Bitcoin's Valuation Indicator Returns to Historical Average
According to Glassnode analyst Chris Beamish, the Bitcoin market value to realized value (MVRV) ratio has returned to normal levels following the complete reset of previous +1 standard deviation extremes.
The MVRV ratio evaluates market capitalization against realized capitalization to assess overall investor profitability levels. When this metric compresses toward its long-term mean, valuations approach levels that have historically presented more favorable risk-reward scenarios, although BTC hasn't yet descended into deeply undervalued territory.
Similarly, the realized capitalization metric, which calculates the aggregate value of Bitcoin based on the last transaction price for each coin moved on-chain, has decreased to $1.09 trillion from its November 2025 high of $1.12 trillion, representing approximately $33 billion in network value contraction.
The 30-day change registers at -2.26%, indicating ongoing capital outflows from the network.
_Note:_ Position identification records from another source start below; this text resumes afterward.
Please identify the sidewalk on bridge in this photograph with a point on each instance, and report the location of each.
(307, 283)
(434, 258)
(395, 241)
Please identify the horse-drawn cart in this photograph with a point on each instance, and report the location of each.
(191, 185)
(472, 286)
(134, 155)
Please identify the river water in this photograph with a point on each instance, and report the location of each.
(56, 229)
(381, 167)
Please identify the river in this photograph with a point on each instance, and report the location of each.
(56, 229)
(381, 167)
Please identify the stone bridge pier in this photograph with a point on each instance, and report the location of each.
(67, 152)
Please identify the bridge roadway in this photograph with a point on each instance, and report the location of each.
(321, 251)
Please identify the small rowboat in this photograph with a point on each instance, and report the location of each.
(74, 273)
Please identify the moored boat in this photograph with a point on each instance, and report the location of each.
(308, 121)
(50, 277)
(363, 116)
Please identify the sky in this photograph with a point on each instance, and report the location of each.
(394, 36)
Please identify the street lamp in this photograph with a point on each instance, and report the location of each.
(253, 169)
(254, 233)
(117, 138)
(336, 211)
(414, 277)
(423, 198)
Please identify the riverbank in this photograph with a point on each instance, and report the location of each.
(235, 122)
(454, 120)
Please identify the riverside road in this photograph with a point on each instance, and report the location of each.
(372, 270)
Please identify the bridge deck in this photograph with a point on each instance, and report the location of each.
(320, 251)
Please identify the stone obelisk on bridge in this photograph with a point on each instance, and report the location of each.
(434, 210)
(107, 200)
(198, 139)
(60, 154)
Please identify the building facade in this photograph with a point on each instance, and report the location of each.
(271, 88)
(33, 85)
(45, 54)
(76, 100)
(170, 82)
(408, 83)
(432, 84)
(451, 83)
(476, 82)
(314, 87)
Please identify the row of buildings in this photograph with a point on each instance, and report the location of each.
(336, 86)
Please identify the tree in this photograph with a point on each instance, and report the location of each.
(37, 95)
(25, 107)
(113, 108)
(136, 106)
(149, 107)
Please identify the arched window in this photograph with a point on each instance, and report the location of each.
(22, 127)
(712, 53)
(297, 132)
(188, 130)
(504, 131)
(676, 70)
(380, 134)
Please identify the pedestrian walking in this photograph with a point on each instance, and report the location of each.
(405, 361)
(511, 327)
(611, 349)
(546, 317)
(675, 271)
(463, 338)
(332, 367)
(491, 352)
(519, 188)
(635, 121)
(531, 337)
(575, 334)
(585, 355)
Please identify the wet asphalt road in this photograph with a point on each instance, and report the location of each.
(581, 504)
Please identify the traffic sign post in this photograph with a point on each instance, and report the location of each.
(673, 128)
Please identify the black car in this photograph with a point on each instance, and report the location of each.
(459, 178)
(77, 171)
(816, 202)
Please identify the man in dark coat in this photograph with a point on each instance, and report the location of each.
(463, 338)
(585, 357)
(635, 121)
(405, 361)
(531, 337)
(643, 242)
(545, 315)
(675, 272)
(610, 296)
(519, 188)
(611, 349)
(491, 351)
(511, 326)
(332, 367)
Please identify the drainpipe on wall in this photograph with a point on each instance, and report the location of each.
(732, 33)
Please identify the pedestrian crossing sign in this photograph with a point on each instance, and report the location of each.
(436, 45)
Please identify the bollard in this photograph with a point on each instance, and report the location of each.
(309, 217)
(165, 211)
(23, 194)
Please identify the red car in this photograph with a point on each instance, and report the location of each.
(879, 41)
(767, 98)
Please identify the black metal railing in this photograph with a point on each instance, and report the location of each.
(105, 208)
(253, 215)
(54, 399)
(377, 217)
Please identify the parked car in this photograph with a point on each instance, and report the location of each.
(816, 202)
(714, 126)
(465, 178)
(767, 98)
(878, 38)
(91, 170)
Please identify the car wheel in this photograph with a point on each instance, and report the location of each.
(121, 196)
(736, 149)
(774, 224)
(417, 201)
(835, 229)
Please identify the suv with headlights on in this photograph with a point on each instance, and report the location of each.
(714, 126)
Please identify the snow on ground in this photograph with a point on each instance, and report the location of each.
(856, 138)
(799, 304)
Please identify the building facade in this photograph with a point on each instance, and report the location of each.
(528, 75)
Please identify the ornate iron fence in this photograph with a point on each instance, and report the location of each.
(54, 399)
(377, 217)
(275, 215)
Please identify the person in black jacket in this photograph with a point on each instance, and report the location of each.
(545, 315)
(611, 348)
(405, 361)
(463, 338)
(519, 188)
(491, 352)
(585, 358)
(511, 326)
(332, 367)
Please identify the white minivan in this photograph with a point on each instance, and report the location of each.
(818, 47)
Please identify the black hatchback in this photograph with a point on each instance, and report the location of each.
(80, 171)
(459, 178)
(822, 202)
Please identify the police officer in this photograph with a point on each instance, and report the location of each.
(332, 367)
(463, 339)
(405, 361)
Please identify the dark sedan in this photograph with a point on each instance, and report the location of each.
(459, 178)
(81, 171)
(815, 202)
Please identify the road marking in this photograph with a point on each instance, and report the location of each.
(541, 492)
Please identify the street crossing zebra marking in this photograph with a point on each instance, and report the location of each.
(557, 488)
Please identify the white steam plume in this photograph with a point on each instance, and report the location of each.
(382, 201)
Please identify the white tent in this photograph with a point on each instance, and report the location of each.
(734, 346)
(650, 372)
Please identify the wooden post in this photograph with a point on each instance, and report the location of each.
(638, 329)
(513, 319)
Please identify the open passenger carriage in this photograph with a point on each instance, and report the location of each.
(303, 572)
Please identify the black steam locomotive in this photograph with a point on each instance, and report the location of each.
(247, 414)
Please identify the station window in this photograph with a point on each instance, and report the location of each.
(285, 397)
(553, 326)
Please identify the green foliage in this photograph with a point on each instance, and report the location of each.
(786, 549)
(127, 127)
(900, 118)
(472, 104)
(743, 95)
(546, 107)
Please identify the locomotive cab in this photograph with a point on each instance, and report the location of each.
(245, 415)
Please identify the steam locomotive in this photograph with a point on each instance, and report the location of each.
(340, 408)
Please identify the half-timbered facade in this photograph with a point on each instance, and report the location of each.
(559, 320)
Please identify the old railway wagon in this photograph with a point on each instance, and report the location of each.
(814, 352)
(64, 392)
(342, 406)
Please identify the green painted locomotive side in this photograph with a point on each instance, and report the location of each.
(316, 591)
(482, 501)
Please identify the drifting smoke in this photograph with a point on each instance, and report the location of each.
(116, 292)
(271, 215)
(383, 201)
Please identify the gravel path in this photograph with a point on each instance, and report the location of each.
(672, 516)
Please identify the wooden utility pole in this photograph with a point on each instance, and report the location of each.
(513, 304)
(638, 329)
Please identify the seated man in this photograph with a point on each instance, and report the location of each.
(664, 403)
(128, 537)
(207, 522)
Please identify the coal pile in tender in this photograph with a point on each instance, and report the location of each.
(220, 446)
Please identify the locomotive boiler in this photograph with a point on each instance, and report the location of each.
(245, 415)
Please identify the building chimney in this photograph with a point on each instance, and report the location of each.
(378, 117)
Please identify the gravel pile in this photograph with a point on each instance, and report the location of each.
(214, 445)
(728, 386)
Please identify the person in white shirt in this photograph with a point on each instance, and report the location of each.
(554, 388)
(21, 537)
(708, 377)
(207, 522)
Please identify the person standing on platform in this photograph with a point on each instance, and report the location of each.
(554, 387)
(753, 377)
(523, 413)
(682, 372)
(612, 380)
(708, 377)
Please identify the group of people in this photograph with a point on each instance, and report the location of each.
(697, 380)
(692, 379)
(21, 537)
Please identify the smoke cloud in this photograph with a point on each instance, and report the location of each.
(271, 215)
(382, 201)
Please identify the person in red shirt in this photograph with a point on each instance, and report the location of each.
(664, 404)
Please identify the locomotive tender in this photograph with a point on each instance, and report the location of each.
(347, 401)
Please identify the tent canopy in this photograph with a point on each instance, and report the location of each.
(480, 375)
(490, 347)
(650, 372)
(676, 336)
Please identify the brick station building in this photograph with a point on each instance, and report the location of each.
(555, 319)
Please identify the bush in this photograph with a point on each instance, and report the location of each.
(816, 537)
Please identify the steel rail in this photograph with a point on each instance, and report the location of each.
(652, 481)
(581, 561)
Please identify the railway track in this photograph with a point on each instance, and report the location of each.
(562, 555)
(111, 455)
BTC researcher Axel Adler Jr. notes that coins aged between three and six months currently represent 25.9% of total supply, constituting the largest cohort. A significant portion of these holdings were established near cycle peaks and are currently in unrealized loss territory.
Collectively, these indicators characterize a defensive market phase. BTC holders are not experiencing large-scale capitulation events, while fresh capital inflows have yet to reverse the downward trajectory in realized cap. Adler Jr. characterized the current trend as "neutrally defensive" pending the cap's return to positive momentum.
Bitcoin's Volume Delta Indicates Careful Absorption Pattern
Exchange flow metrics corroborate this assessment. Data from Glassnode reveals the spot cumulative volume delta has improved, moving to -$161.5 million from -$177.1 million, indicating a moderate decrease in aggressive selling behavior.
The CVD metric tracks the cumulative differential between buy-side and sell-side market orders. Spot trading volume has contracted to $6.0 billion from $7.6 billion, suggesting reduced market participation and more volatile price movements.
Historical cycle analysis shows that pronounced CVD drawdowns during price declines have frequently coincided with local bottom formation once selling pressure starts to stabilize. BTC price consolidation within the $62,000–$64,000 range, combined with a flattening CVD trajectory, could indicate that available supply is being absorbed with greater efficiency, especially if spot market participation begins to rebound from current depressed levels.